These labels were automatically added by AI and may be inaccurate. For details, see About Literature Database.
Abstract
Trusted execution environments (TEEs) for machine learning accelerators are
indispensable in secure and efficient ML inference. Optimizing workloads
through state-space exploration for the accelerator architectures improves
performance and energy consumption. However, such explorations are expensive
and slow due to the large search space. Current research has to use fast
analytical models that forego critical hardware details and cross-layer
opportunities unique to the hardware security primitives. While cycle-accurate
models can theoretically reach better designs, their high runtime cost
restricts them to a smaller state space.
We present Obsidian, an optimization framework for finding the optimal
mapping from ML kernels to a secure ML accelerator. Obsidian addresses the
above challenge by exploring the state space using analytical and
cycle-accurate models cooperatively.
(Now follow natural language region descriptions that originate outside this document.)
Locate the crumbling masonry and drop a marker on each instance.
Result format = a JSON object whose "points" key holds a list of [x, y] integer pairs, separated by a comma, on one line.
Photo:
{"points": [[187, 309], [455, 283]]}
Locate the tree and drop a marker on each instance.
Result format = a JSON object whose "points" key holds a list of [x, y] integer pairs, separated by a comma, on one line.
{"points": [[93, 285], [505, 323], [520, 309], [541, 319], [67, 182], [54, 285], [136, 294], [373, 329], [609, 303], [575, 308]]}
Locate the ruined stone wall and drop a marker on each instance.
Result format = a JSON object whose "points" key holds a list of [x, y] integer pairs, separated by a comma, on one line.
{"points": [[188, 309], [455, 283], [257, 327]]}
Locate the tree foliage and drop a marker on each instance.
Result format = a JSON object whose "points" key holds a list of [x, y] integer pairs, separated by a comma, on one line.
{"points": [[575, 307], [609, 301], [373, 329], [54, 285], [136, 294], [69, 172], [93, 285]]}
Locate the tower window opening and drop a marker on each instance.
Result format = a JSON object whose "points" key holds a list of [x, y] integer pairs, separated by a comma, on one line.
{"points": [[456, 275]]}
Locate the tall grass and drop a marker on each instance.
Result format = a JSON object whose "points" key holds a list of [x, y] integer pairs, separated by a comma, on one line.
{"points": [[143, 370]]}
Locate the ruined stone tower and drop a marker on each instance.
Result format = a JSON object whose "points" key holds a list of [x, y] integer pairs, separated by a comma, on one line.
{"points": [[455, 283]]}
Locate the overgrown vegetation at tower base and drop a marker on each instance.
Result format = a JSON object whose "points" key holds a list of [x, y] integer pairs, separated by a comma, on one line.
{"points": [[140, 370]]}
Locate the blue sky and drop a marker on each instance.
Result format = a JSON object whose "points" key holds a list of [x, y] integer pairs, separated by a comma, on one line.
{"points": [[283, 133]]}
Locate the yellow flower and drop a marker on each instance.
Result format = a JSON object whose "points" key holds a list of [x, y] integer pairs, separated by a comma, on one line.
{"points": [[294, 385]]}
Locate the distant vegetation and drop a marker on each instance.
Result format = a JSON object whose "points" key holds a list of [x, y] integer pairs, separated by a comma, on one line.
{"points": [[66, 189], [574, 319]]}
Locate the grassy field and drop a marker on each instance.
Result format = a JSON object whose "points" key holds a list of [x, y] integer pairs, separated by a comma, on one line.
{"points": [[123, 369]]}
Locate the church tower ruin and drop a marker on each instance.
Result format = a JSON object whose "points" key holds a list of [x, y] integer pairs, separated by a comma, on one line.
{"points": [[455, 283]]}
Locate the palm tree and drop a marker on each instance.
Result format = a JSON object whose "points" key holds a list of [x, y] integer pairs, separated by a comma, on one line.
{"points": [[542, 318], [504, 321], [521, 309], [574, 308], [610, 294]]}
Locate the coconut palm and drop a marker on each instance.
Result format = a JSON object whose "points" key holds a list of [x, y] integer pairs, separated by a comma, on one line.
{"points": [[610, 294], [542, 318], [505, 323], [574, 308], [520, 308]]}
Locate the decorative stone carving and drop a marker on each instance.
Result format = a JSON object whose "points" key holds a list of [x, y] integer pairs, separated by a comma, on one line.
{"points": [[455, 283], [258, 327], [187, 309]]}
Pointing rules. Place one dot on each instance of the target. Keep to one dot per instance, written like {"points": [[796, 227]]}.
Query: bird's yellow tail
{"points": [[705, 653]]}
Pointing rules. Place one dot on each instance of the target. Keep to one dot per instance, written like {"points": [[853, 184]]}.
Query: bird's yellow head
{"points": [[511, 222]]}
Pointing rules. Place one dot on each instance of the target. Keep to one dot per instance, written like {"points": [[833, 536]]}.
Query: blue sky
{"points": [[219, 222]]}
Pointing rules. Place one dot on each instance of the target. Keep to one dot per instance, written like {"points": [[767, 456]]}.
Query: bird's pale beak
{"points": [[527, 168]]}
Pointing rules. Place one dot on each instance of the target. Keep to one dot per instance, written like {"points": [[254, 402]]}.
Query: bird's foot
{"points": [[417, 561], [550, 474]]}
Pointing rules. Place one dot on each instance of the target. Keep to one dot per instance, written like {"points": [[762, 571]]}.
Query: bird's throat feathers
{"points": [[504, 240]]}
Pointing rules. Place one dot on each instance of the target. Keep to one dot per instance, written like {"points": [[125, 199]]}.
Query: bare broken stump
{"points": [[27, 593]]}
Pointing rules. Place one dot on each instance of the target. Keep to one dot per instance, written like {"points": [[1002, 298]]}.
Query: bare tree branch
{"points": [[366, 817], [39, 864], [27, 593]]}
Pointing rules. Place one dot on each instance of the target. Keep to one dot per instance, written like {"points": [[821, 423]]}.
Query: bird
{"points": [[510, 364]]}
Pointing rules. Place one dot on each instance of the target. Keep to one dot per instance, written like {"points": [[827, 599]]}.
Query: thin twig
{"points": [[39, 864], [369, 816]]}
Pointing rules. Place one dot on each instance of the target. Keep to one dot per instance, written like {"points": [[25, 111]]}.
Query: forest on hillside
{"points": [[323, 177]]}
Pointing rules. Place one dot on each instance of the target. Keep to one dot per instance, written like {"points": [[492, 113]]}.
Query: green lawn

The two main exploration components
include: (1) A secure accelerator analytical model, that includes the effect of
secure hardware while traversing the large mapping state space and produce the
best m model mappings; (2) A compiler profiling step on a cycle-accurate model,
that captures runtime bottlenecks to further improve execution runtime, energy
and resource utilization and find the optimal model mapping.
We compare our results to a baseline secure accelerator, comprising of the
state-of-the-art security schemes obtained from guardnn [ 33 ] and sesame [11].
The analytical model reduces the inference latency by 20.5% for a cloud and
8.4% for an edge deployment with an energy improvement of 24% and 19%
respectively. The cycle-accurate model, further reduces the latency by 9.1% for
a cloud and 12.2% for an edge with an energy improvement of 13.8% and 13.1%.